Non è un tema banale, quando si parla di intelligenza artificiale: “Il WP di cui sono responsabile è strutturato in diversi compiti che coprono la digitalizzazione del processo produttivo - racconta Patrizio Pelliccione, direttore dell’area Computer Science al Gran Sasso Science Institute - dallo sviluppo della piattaforme software di bordo all’architettura digitale del satellite”.
La fiducia e l’affidabilità di un sistema autonomo nello spazio si rafforzano anche lavorando sull’architettura del satellite. Il team di ricerca sta cercando di capire come ottenere “compartimenti stagni” software all’interno del satellite, in modo che ogni sua parte sia indipendente e funzionale al satellite stesso. E in questo modo ridurre al minimo possibile le criticità, oltre che i costi.
“A volte l’attenzione verso l’AI è anche esagerata”, confida il professore ordinario del Gssi. A oggi, infatti, l’intelligenza artificiale può essere utilizzata per i sistemi cosiddetti “critici”, ma poi la decisione finale delle criticità passa ancora per l’ingegneria umana.

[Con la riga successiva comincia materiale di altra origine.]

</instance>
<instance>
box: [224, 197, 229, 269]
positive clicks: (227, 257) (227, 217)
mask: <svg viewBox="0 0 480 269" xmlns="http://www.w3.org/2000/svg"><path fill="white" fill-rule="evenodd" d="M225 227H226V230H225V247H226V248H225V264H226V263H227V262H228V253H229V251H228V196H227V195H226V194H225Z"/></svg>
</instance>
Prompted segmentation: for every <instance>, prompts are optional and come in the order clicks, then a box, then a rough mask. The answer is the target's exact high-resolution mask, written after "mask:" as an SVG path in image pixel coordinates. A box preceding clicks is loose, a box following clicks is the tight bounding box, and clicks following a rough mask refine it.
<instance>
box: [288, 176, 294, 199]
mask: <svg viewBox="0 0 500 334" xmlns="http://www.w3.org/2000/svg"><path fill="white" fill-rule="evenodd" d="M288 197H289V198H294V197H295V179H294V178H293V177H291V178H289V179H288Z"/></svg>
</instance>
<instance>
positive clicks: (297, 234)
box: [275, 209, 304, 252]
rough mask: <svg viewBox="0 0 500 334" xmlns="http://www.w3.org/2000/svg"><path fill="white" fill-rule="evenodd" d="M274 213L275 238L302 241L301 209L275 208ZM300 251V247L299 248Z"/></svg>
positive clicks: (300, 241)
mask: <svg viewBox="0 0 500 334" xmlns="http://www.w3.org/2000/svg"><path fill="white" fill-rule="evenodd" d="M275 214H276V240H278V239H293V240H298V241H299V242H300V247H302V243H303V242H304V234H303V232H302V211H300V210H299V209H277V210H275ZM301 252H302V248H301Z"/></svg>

I sistemi critici hanno diverse classi di criticità, in base alla controllabilità del sistema, che può essere bassa (e quindi generare impatti problematici o persino catastrofici, nel caso dell’aerospazio) o alta, ossia quel livello di controllabilità che mitiga le eventuali conseguenze negative. Il grado di affidabilità è insomma tutto in questo range.
“Stiamo neanche troppo lentamente arrivando un nuovo di AI, più controllabile del passato - evidenzia Pelliccione - una tecnologia software di qualità non deve essere solo di qualità, efficiente e manutenibile. Ma deve rispondere anche a criteri di explainability”.
L’explainabile AI è un concetto introdotto piuttosto recentemente nell’ambito del machine learning. L’obiettivo è chiarire quel che accade nella “black box” dei dati e degli algoritmi che elaborano i modelli di intelligenza artificiale.
Si tratta di un tema in qualche modo più ampio di considerazioni meramente tecnologiche. Si entra nel campo filosofico ed etico delle intelligenze artificiali: “Di recente ho contribuito alla scrittura di un articolo su come ingegnerizzare i sistemi con lo scopo di essere davvero a servizio dell’umanità. Va oltre le competenze strette di Astra, ma è fondamentale anche per quello che stiamo contribuendo a fare, ossia arrivare al punto che il sistema del satellite ci spieghi il razionale di una decisione frutto dell’intelligenza artificiale”, afferma il professore.
D’altro canto nello stesso AI Act, varato di recente a livello europeo, si ribadiscono i concetti di trasparenza, accountability e, appunto, explainability, ossia la spiegabilità di un’azione automatizzata: “È proprio quando capisci profondamente il perché di un’azione che inizi a costruire fiducia tra uomo e macchina”.